En el contexto de una institución educativa, me es solicitado atienda a
León, un niño de 7 años, a causa de frecuentes impases con sus compañeros y dificultades para seguir las reglas del salón. Entre los significantes que acompañaron la derivación se encuentra uno bastante llamativo: es insoportable. Me pregunto: ¿Para quién?
En el primer contacto con León, se abalanza hacia mí y me abraza
fuertemente, frotando su cuerpo contra el mío. En la oficina, lanza los juguetes al suelo y los golpea, acompaña sus golpes diciendo que ellos “han sido muy malos y deben ser castigados”. Le pregunto en varias ocasiones por aquello sin obtener respuesta. Para el Otro institucional León era insoportable, no había encontrado manera de hacerle soporte a su singularidad, y para León la relación con el Otro se había construido desde la increencia.
En siguientes sesiones, mi labor consistió en dejar de interrogar a León,
para más bien intentar nominar sus actos.

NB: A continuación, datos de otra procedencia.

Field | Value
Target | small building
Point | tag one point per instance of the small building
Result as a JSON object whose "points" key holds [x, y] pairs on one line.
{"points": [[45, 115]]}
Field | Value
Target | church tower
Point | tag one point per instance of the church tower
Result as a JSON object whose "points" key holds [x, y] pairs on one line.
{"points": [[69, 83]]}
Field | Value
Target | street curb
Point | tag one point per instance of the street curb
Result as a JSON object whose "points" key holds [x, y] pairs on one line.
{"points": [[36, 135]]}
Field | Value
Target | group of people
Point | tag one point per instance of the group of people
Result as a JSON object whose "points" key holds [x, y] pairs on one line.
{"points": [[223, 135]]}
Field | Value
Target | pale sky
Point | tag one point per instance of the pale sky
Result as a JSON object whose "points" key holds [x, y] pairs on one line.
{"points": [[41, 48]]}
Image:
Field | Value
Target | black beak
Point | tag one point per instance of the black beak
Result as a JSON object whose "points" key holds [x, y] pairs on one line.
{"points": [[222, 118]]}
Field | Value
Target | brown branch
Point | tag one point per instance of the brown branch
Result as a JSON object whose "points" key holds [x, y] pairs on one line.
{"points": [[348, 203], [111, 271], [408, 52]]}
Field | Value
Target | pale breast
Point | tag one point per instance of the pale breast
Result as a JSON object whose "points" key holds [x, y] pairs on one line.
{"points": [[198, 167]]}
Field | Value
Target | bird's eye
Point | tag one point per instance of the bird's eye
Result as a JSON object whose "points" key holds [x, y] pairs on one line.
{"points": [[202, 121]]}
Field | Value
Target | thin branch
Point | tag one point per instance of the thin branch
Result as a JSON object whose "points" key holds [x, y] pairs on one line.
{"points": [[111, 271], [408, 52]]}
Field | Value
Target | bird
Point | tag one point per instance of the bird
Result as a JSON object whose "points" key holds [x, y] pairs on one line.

La monotonía y agresividad acompañaban su juego en todo momento. En una ocasión, surge un nuevo elemento: lanza a la basura a uno los juguetes, enunciando que se lo merece por ser “el más malcriado”. Intento rescatar aquel juguete, pero León me detiene, enuncio “debe estar triste” con un tono muy suave, León me mira.
A partir de aquella intervención, usualmente los juguetes estaban muy
bravos, peleaban entre ellos y él determinaba que era imposible que se reconcilien. En uno de los juegos, añade una singularidad sobre la relación del protagonista con los otros: nadie lo quiere. Me aprovecho en remarcar “¿nadie?” y hacer un corte. A partir de ese momento, León me solicita que lo acompañe hasta el salón y en el camino me pregunta qué habían hecho los juguetes, si se habían portado bien o mal, si los castigaría o no, si los querría tal como son o si lo abandonarían por ser así.
Dentro del juego de León insistía un significante: abandono. Siendo
adoptado y teniendo él conocimiento de aquello, cada que sus padres se ausentan del hogar a causa de viajes, León se descompone. Aparecían uan serie de manifestaciones tales como: manipular sus secreciones, apegar su cuerpo fuertemente al de los otros, correr desenfrenadamente, reírse sin motivo aparente y mantener sus gestos faciales con una expresión bizarra.
En esos momentos sentía que mi labor se tornaba bastante compleja: no
tenía efecto nominar, prestar palabras ni interrogar por lo acontecido. La presencia de la voz lo enloquecía, por lo cual decidí quedarme en silencio durante las sesiones, asentir con una voz suave, esperar a que me convoque a algún juego y marcar el fin de la sesión. En ocasiones, cierto contacto con mi cuerpo, lo apaciguaba momentáneamente.
En reunión con docentes se descubre la fascinación de León por el arte,
su habilidad para las manualidades y el apaciguamiento que le trae la creación. Intencionalmente, empiezo a dejar colores, plastilinas y pinturas cerca de mi escritorio, objetos que León descubre y emplea para crear ropa para los juguetes, proceso en el cual acompaño, dejándome enseñar por él. En otras sesiones, León hace anillos para sus dedos y los míos, mancha mis manos de colores, al igual que las suyas; lo hace acercándose muy sutilmente, como si me invitase a ser parte de su mundo. El arte, funciona como un sutil arreglo de algo carente.
El lazo que construye León conmigo, no se vuelve exclusivo. A medida
que avanza el tratamiento le es posible relacionarse con otras figuras de la institución, cumplir con ciertas demandas y seguir algunas normas del salón. Relación que solo es posible con periódicas reuniones con el personal docente, en las cuales se despierta el deseo de alojar a León, dejando de serles insoportable, a ser “un artista, un encanto”.